But the fairies laugh at us. They know how to go as deep into the earth as they choose, and so any fairy who chooses can give away gold all his life, and still have more of it in his dust-bin all the time than all the kings in the world have in their treasuries. And the other fairies don't call him rich.

But now we will go back to the rath. Of course it was all under the ground, so that there was no daylight. At the time we are talking about, there would not have been any anyway, for it was night. The place was lighted up with thousands of diamonds and rubies and emeralds, which were set all over the ceiling and shone like lamps. Now I won't call you ignorant just because you say that you don't understand how diamonds could light up anything, for I don't understand it myself. Let us talk about it together and try to decide. Suppose you try the experiment. Some night, after dark, take all the diamonds you have—every one of them—and carry them into a dark room and spread them out, and see if they light up the room at all. I am sure that you will find that they do not. On the contrary, if you let go of them, you will have to go and get a light to hunt for them by. But I suppose the fairies have some other kind of diamonds than ours, or else they know some other way of using the same kind. Sometimes they use fireflies, caught in spider-web nets, but these are generally for out of doors. To light up their houses they almost always use diamonds.

There were two tiny bits of turf fire in the rath. One of them was at one end of the hall, where the King sat, for the King to light his pipe by, and the other was at the other end, for the other fairy men to light their pipes by. Fairies do not like fire, as a rule, and they would never have any more of it about than they could help.
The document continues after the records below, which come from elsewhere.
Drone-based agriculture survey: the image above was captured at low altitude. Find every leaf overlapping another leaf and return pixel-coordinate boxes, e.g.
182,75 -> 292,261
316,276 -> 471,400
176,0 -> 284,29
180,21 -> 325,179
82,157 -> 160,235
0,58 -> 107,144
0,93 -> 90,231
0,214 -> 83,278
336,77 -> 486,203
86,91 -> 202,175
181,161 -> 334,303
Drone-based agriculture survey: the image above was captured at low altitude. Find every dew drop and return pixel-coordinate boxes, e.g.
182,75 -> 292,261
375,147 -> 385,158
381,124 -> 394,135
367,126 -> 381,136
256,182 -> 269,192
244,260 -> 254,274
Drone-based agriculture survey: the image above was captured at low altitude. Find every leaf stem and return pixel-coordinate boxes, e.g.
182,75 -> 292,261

But I know that they must have had some, for I know that Irish fairies smoke pipes, and how could they light them unless they kept a little fire on hand?

Now, I know what you will say to that. You will say: "If they could light a room with diamonds, why couldn't they light pipes with them?" Well, that is not very easy to answer, but I feel sure that even a fairy would never think of lighting a pipe with a diamond. I have owned up already that I don't know exactly how they light rooms with them, but it is easier for me to imagine a diamond giving light than giving heat. Isn't it for you? Now, be honest about it.
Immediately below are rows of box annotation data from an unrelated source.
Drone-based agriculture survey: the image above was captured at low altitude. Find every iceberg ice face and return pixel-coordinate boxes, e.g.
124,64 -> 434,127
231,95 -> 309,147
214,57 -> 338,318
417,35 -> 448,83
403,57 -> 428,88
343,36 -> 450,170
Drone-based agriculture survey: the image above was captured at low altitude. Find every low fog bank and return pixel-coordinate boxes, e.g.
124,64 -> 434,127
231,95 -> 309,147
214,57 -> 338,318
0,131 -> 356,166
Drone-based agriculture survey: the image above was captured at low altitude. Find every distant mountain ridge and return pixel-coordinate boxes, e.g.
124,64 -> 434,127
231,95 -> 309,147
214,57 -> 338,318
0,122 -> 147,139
At one end of the hall sat the King and the Queen, on their thrones. Near them were half a dozen fairy men who were playing on pipes and fiddles. All over the floor there were dozens and scores of fairies, men and women, dancing to the music. All around the walls stood or sat many more of them, looking at the dancers, and now and then applauding and shouting at particular ones, or talking together, or simply smoking their pipes.
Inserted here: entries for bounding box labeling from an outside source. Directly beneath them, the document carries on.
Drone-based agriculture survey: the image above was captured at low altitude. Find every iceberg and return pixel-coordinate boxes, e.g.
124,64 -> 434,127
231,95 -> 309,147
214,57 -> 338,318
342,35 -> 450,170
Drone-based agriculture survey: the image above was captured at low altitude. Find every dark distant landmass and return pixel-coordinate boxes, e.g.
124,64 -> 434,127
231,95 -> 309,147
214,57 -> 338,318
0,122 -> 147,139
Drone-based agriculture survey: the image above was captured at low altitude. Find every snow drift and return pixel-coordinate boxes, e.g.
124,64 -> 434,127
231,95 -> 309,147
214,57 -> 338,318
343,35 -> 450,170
Suddenly two fairies rushed into the hall, with a little sound like the noise of a humming-bird's wings when it passes close to you. From the lower end of the hall, where they came in, they went straight through the crowd to where the King and Queen sat. They dropped on their knees before them for an instant, and then rose and spoke to them. In a moment the King clapped his hands, with a sign for the pipers and the fiddlers to stop playing. The instant that they stopped, everybody in the hall was still.

The King stood up and said to them: "Will ye be still now and listen, all of ye, to the news that's come to me this minute, and then will ye help me to think what we're to do about it at all? Here's these two that's just come in, and they're just afther tellin' me that they've been at the O'Briens' house this evenin', and there they heard talk betune the O'Briens and the Sullivans, and it's all decided that both the O'Briens and the Sullivans is goin' to the States. And it's sorry I'll be to see the O'Briens lavin' the counthry. I don't care so much for the Sullivans."

"It was the O'Briens," said the Queen, "that always put the bit and sup outside the door for us, and what we'll be doin' widout the milk and the pertaties and the fresh wather, I dunno."

"Ye needn't be throubled about that," the King answered; "haven't we always enough to eat and drink of our own, whatever happens?"

"Thrue for you," said the Queen, "we have our own food and drink, but it's not the same that we get from human people. Ye know that same yourself, and it's you as much as any that'll be missin' them things when the O'Briens is gone."